An operating system for a construction company

Sole architect and engineer. Deal sourcing, AI estimation, project management, and financial reconciliation, in one system built and operated by one person. The interesting part is not the AI. It is the machinery that keeps a human accountable for what the AI does.

  • Next.js 16 · React 19
  • ~41 Python services
  • GCP · Firestore · BigQuery
  • Sole engineer
lines of TypeScript across 1,660 files
308Klines of TypeScript across 1,660 files
API routes behind one auth gateway
349API routes behind one auth gateway
Python services on Cloud Run
~41Python services on Cloud Run
frontend test cases
3,939frontend test cases

The problem

Construction runs on memory

A residential build is a few hundred dependent tasks, a dozen subcontractors who do not use software, a budget that moves daily, and a project manager whose actual system of record is their own recollection of a phone call. Nothing is missing because nobody wrote it down. It is missing because writing it down costs more than the person has.

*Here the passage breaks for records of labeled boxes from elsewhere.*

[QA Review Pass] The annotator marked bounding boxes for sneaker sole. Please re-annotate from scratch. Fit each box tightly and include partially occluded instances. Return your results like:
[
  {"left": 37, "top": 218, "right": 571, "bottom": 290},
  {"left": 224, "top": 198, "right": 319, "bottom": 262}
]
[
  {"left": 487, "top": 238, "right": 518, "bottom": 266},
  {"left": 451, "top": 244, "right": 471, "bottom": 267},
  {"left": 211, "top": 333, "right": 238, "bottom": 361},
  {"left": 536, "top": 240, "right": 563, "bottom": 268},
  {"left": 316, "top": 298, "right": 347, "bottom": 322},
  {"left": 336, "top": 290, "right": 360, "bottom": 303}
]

Clara is an attempt to lower that cost to nearly zero. The PM texts a contractor the way they already do. A camera photographs the site the way it already does. Invoices arrive in an inbox the way they already do. Clara's job is to turn those existing, unstructured human behaviors into structured state (schedule, budget, progress) without asking anyone to change how they work.

That framing is what makes it an AI problem. It is also what makes it an accountability problem, which is the part most of this case study is about.

Architecture

One gateway, no side doors

A Next.js 16 application acts as the backend-for-frontend, sitting in front of roughly forty Python services on Cloud Run, wired together with Pub/Sub, Eventarc, and about twenty scheduled jobs. Firestore is the operational system of record; BigQuery holds analytics, MLS data, and the product catalog.

Inbound
Web app · React 19
PM & subs · SMS
Jobsite cameras
Vendor inboxes
Bank · Plaid
Gateway
proxy.ts · Stytch session · strips spoofable headers · mints 60s HMAC assertion · 9-role RBAC
BFF
349 API routes
Firestore onSnapshot → SSE fan-out
Services
Scheduling core
Vision & progress
Conversational bot
Finance & intake
Estimation
Real-estate ETL
Data
Firestore · operational SoR
BigQuery · analytics
Cloud Storage · media
Every inbound channel, including SMS and email, lands behind the same gateway. There is no side door into the data layer.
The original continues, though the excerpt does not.